It’s my physical self that has suffered this damage. I’m sharp as I ever was and my psyche is healthy. It’s my body that has been attacked, and hence my focus on it. I had something malicious grow inside me. It’s gone, though it can return. To reclaim what was taken is a victory. Every sign of healing is a bit of territory I take back from this foe. To become robust again, to feel my swagger return, is defiance of a fate otherwise decreed.

There are many bigger and stronger than me, true even when I was perfectly healthy. There are certainly many, and maybe most, who are more attractive than what I’ve become. I may take that as a mark of achievement one day, but for now, the only way I know I’m winning is in my physical progress. It becomes an obsession.
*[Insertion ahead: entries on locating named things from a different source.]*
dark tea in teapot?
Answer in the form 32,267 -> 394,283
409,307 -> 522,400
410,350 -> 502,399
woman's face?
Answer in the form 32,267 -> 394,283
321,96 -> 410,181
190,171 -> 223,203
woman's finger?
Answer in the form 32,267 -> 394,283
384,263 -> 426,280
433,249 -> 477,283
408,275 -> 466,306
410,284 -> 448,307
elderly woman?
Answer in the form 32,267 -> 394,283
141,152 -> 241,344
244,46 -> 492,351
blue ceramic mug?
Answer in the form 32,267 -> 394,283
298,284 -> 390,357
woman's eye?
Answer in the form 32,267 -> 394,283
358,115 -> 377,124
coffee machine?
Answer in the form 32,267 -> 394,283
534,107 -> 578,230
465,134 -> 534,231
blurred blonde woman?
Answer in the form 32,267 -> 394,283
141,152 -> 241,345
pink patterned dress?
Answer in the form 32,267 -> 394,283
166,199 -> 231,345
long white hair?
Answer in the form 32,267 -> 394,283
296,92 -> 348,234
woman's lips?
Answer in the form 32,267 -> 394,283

Winter is coming, I know. No matter how much I regain, the mounting years will slowly erode. I’ll defy that too, but it’s more readily accepted. One thing that has changed is that I’m much more aware of my mortality and the mortality of others. I know, most likely, the day will come, and I know how I don’t want to die. I’ve seen enough of that.

It’s the sense of detachment that gives me the perspective of transience. Everything passes, as it has for thousands of years. What seems vital and urgent to us now will one day be a thousand years past. I’ve had an awareness of that previously – it’s why I chose to write, to leave a mark – but it feels more real. Less theoretical, more practical.